Hospitals will stop setting aside whole wards for Covid-19 patients: Ong Ye Kung
Hospitals will no longer set aside entire wards for Covid-19 patients, Health Minister Ong Ye Kung told Parliament on Tuesday. This will free up beds that can be used by other patients and help ease the gridlock at emergency departments (ED), he said.
Mr Ong said the practice is no longer necessary as most of the population are vaccinated and have good protection against severe illness. Instead, hospitals will manage Covid-19 patients the same way they do all other patients - based on the severity of their condition.
Responding to questions from nine MPs, he said that anticipating large numbers of patients from the Covid-19 XBB wave, public hospitals had ringfenced 800 beds. But only about 80 per cent were used at peak, with as many as 300 beds empty off-peak.
“Although this is not a big number, it nevertheless constrains hospital operations and impedes the clearing of patients waiting for beds at the EDs,” said Mr Ong, adding that even a small mismatch in demand and supply of a couple of hundred beds will cause waiting times to spike significantly.
“This flexibility is important to our hospitals, to help them optimise the use of beds. In a crunch situation, it makes all the difference,“ he said, while stressing that hospitals will continue with precautionary measures to prevent the spread of infectious diseases.
The crowded conditions are being resolved, though this has not been easy to do in the middle of a pandemic. Successive waves of infection diverted attention and resources to fighting immediate fires, said Mr Ong.
Construction disruptions that delayed the opening of new medical facilities added to the woes. But new nursing homes are now opening following construction delays, he noted.
From the end of 2023, the Woodlands Health Campus and the Tan Tock Seng Hospital Integrated Care Hub will also progressively open. With the expanded Singapore General Hospital Medical Campus, they will add 1,900 more public hospital beds in the next five years, said Mr Ong.
Meanwhile, the use of step down facilities is being ramped up to alleviate the bed crunch. Patients in stable condition waiting to be discharged or transferred to a step down facility like a nursing home, are being moved out to Transitional Care Facilities (TCF).

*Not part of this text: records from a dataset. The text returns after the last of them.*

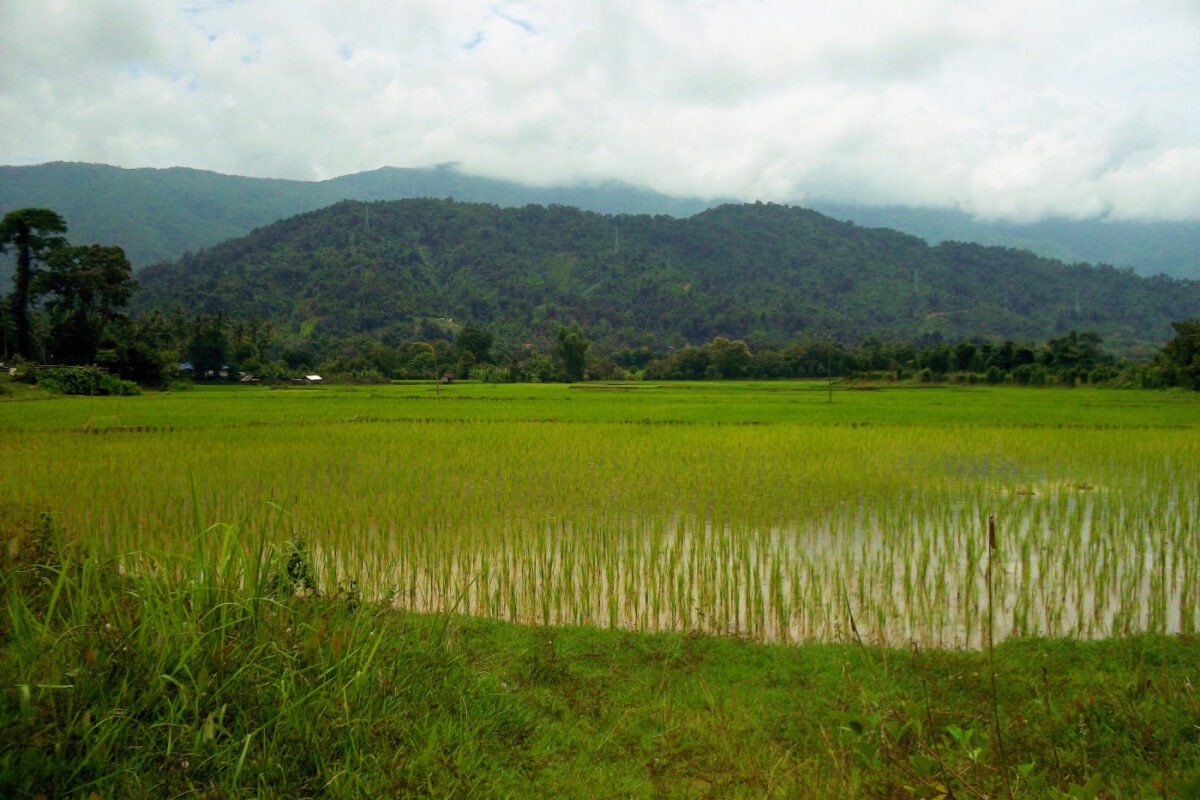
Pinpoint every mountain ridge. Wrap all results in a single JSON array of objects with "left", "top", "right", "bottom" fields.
[
  {"left": 0, "top": 162, "right": 1200, "bottom": 278},
  {"left": 137, "top": 198, "right": 1200, "bottom": 353}
]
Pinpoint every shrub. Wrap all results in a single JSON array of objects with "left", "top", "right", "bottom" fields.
[{"left": 34, "top": 367, "right": 142, "bottom": 395}]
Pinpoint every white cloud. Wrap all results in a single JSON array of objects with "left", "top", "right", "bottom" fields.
[{"left": 0, "top": 0, "right": 1200, "bottom": 219}]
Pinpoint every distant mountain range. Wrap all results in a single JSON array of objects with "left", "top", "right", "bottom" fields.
[
  {"left": 136, "top": 199, "right": 1200, "bottom": 355},
  {"left": 0, "top": 162, "right": 1200, "bottom": 278}
]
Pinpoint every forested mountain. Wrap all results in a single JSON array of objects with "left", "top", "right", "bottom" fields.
[
  {"left": 136, "top": 199, "right": 1200, "bottom": 353},
  {"left": 0, "top": 162, "right": 706, "bottom": 270},
  {"left": 0, "top": 163, "right": 1200, "bottom": 278}
]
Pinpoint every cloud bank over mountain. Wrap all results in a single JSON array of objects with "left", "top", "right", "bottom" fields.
[{"left": 0, "top": 0, "right": 1200, "bottom": 221}]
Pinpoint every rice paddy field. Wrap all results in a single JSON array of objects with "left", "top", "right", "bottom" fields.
[{"left": 0, "top": 383, "right": 1200, "bottom": 648}]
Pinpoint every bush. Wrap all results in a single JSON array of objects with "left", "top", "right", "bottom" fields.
[{"left": 34, "top": 367, "right": 142, "bottom": 396}]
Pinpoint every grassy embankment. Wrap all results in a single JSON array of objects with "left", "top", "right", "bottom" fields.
[{"left": 0, "top": 385, "right": 1200, "bottom": 796}]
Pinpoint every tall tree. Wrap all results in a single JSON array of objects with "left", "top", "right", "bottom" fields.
[
  {"left": 0, "top": 209, "right": 67, "bottom": 359},
  {"left": 1163, "top": 317, "right": 1200, "bottom": 391},
  {"left": 557, "top": 323, "right": 592, "bottom": 380},
  {"left": 30, "top": 245, "right": 138, "bottom": 363}
]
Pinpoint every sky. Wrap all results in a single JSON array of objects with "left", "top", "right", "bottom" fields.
[{"left": 0, "top": 0, "right": 1200, "bottom": 222}]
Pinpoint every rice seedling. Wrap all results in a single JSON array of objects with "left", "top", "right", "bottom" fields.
[{"left": 0, "top": 384, "right": 1200, "bottom": 646}]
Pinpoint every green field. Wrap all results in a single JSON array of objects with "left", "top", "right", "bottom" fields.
[
  {"left": 0, "top": 384, "right": 1200, "bottom": 646},
  {"left": 0, "top": 383, "right": 1200, "bottom": 798}
]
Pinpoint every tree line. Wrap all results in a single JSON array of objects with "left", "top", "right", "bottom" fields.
[{"left": 7, "top": 209, "right": 1200, "bottom": 389}]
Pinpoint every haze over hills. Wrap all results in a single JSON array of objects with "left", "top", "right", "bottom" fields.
[
  {"left": 0, "top": 162, "right": 1200, "bottom": 278},
  {"left": 137, "top": 199, "right": 1200, "bottom": 354}
]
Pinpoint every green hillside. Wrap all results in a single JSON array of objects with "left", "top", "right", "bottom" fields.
[
  {"left": 138, "top": 199, "right": 1200, "bottom": 353},
  {"left": 0, "top": 162, "right": 1200, "bottom": 278},
  {"left": 0, "top": 162, "right": 704, "bottom": 270}
]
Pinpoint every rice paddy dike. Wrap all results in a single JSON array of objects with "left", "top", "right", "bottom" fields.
[{"left": 7, "top": 383, "right": 1200, "bottom": 796}]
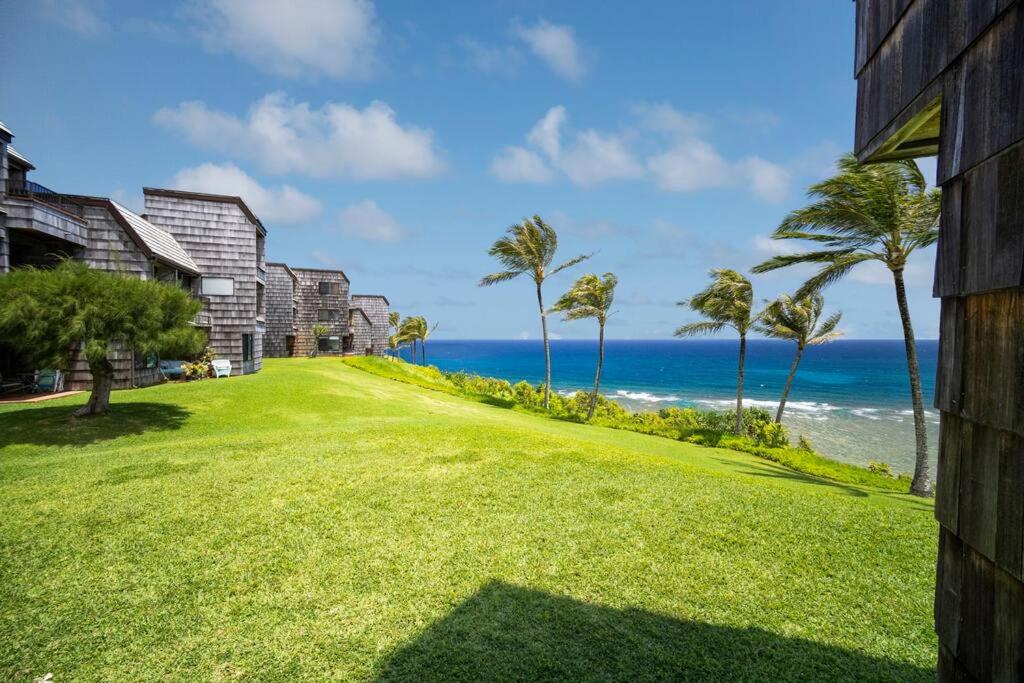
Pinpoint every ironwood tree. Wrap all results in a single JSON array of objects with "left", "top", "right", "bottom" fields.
[{"left": 0, "top": 260, "right": 204, "bottom": 416}]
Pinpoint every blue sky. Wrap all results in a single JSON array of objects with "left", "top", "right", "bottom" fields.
[{"left": 0, "top": 0, "right": 938, "bottom": 338}]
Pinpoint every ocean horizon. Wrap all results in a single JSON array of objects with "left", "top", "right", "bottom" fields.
[{"left": 401, "top": 339, "right": 939, "bottom": 475}]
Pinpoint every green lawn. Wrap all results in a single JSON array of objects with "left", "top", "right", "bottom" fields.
[{"left": 0, "top": 358, "right": 936, "bottom": 681}]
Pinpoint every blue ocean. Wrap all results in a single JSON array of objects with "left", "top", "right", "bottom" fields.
[{"left": 403, "top": 339, "right": 939, "bottom": 472}]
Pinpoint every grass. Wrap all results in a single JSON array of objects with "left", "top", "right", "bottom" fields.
[
  {"left": 345, "top": 355, "right": 910, "bottom": 493},
  {"left": 0, "top": 358, "right": 936, "bottom": 681}
]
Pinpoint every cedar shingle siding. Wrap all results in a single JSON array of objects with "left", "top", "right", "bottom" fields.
[
  {"left": 856, "top": 0, "right": 1024, "bottom": 681},
  {"left": 143, "top": 187, "right": 266, "bottom": 375}
]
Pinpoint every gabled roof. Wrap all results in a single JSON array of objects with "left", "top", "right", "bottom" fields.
[
  {"left": 349, "top": 294, "right": 391, "bottom": 306},
  {"left": 7, "top": 144, "right": 36, "bottom": 171},
  {"left": 348, "top": 306, "right": 374, "bottom": 327},
  {"left": 111, "top": 200, "right": 200, "bottom": 275},
  {"left": 68, "top": 195, "right": 202, "bottom": 275},
  {"left": 266, "top": 261, "right": 299, "bottom": 282},
  {"left": 142, "top": 187, "right": 266, "bottom": 234}
]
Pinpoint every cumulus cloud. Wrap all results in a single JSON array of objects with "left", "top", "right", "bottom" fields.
[
  {"left": 37, "top": 0, "right": 109, "bottom": 38},
  {"left": 191, "top": 0, "right": 380, "bottom": 79},
  {"left": 490, "top": 106, "right": 643, "bottom": 187},
  {"left": 490, "top": 146, "right": 554, "bottom": 182},
  {"left": 512, "top": 19, "right": 587, "bottom": 81},
  {"left": 171, "top": 164, "right": 323, "bottom": 223},
  {"left": 154, "top": 92, "right": 444, "bottom": 180},
  {"left": 340, "top": 200, "right": 404, "bottom": 242}
]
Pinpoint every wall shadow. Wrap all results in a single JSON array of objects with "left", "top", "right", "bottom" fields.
[
  {"left": 377, "top": 582, "right": 935, "bottom": 682},
  {"left": 0, "top": 402, "right": 191, "bottom": 447}
]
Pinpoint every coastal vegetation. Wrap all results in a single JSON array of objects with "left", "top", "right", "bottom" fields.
[
  {"left": 552, "top": 272, "right": 618, "bottom": 420},
  {"left": 479, "top": 214, "right": 590, "bottom": 410},
  {"left": 757, "top": 292, "right": 843, "bottom": 423},
  {"left": 0, "top": 259, "right": 203, "bottom": 416},
  {"left": 754, "top": 154, "right": 940, "bottom": 496},
  {"left": 345, "top": 356, "right": 907, "bottom": 492},
  {"left": 675, "top": 268, "right": 758, "bottom": 436},
  {"left": 0, "top": 357, "right": 936, "bottom": 681}
]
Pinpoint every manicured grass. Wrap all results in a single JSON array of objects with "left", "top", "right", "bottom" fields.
[
  {"left": 345, "top": 355, "right": 910, "bottom": 493},
  {"left": 0, "top": 358, "right": 936, "bottom": 681}
]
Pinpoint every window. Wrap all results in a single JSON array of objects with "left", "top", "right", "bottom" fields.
[
  {"left": 316, "top": 337, "right": 341, "bottom": 353},
  {"left": 242, "top": 335, "right": 254, "bottom": 362},
  {"left": 316, "top": 308, "right": 341, "bottom": 323},
  {"left": 200, "top": 278, "right": 234, "bottom": 296}
]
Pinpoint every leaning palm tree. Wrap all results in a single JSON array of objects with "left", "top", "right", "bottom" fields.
[
  {"left": 480, "top": 215, "right": 590, "bottom": 410},
  {"left": 754, "top": 155, "right": 940, "bottom": 496},
  {"left": 552, "top": 272, "right": 618, "bottom": 420},
  {"left": 675, "top": 268, "right": 758, "bottom": 436},
  {"left": 756, "top": 292, "right": 843, "bottom": 422}
]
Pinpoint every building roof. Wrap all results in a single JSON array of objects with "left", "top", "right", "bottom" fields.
[
  {"left": 111, "top": 200, "right": 200, "bottom": 275},
  {"left": 7, "top": 144, "right": 36, "bottom": 171},
  {"left": 142, "top": 187, "right": 266, "bottom": 234},
  {"left": 348, "top": 306, "right": 374, "bottom": 327},
  {"left": 266, "top": 261, "right": 299, "bottom": 282},
  {"left": 291, "top": 265, "right": 352, "bottom": 284},
  {"left": 349, "top": 294, "right": 391, "bottom": 306}
]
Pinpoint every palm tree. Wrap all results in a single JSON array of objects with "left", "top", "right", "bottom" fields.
[
  {"left": 552, "top": 272, "right": 618, "bottom": 420},
  {"left": 480, "top": 214, "right": 590, "bottom": 410},
  {"left": 757, "top": 292, "right": 843, "bottom": 422},
  {"left": 675, "top": 268, "right": 758, "bottom": 436},
  {"left": 754, "top": 155, "right": 940, "bottom": 496}
]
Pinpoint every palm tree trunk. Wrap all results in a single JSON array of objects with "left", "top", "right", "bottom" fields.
[
  {"left": 893, "top": 268, "right": 932, "bottom": 496},
  {"left": 734, "top": 334, "right": 746, "bottom": 436},
  {"left": 587, "top": 323, "right": 604, "bottom": 422},
  {"left": 775, "top": 344, "right": 804, "bottom": 422},
  {"left": 537, "top": 283, "right": 551, "bottom": 410}
]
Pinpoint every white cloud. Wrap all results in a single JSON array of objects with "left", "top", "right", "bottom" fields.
[
  {"left": 526, "top": 104, "right": 565, "bottom": 160},
  {"left": 490, "top": 104, "right": 791, "bottom": 202},
  {"left": 340, "top": 200, "right": 404, "bottom": 242},
  {"left": 559, "top": 130, "right": 643, "bottom": 187},
  {"left": 490, "top": 105, "right": 643, "bottom": 187},
  {"left": 171, "top": 164, "right": 323, "bottom": 223},
  {"left": 737, "top": 157, "right": 791, "bottom": 202},
  {"left": 38, "top": 0, "right": 110, "bottom": 38},
  {"left": 647, "top": 139, "right": 733, "bottom": 193},
  {"left": 191, "top": 0, "right": 380, "bottom": 79},
  {"left": 154, "top": 92, "right": 444, "bottom": 180},
  {"left": 513, "top": 19, "right": 587, "bottom": 81},
  {"left": 490, "top": 146, "right": 554, "bottom": 182}
]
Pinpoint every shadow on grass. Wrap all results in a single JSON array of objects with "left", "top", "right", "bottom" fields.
[
  {"left": 377, "top": 582, "right": 935, "bottom": 681},
  {"left": 0, "top": 403, "right": 190, "bottom": 447}
]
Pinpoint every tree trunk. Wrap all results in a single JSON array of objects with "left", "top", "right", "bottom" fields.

TCFs are run by the private sector, in close partnership with a public hospital. Three TCFs with a total of 400 beds are already in use, with more being planned.
Mr Lim Biow Chuan (Mountbatten) asked if TCFs cost more, as they are run by the private sector. Mr Ong replied that they do not, as patients pay the same rates as in a public hospital.
In spite of the heavy workload at EDs, patients with life-threatening conditions are attended to immediately, said Mr Ong.
Emergency cases that are not life-threatening waited an average of 20 minutes to be seen by a doctor in the first nine months of the year. In that period, half of the ED patients who needed to be hospitalised got a bed in about seven hours or less.
Compared to 2019, before the pandemic hit, the number of patients turning up at EDs has fallen by 16 per cent - from 2,500 a day to 2,100 a day.
But visits to EDs are volatile during a pandemic, added Mr Ong, with 600 more patients turning up at the peak of the Omicron and XBB waves, a 30 per cent spike to the ED workload.
“In absolute numbers, this is an increase of a few hundred patients every month. It is not huge but adds to the workload of the EDs,” he said.
The proportion of patients who went to EDs with very serious conditions and needing the most attention had also gone up from 8 per cent in 2019 to 11 per cent this year, said Mr Ong.
Dr Lim Wee Kiak (Sembawang GRC) asked about the backlog of elective surgeries delayed due to the pandemic. Mr Ong said this is not large, as only about 5 to 10 per cent of surgeries were postponed in the latest wave, and will be cleared as soon as possible.
Mr Gerald Giam (Aljunied GRC) asked if more home support can be given so patients can be discharged earlier. Mr Ong replied that this is being looked at, alongside other alternatives such as nursing homes, step-down care and community hospitals. He noted that while home discharge frees up hospital beds, it is manpower-intensive and adds to the workload of nurses.
Mr Ong hoped that even if service levels drop and waiting times become longer, “our hospitals and healthcare workers will continue to receive the appreciation, understanding and support of all Singaporeans.”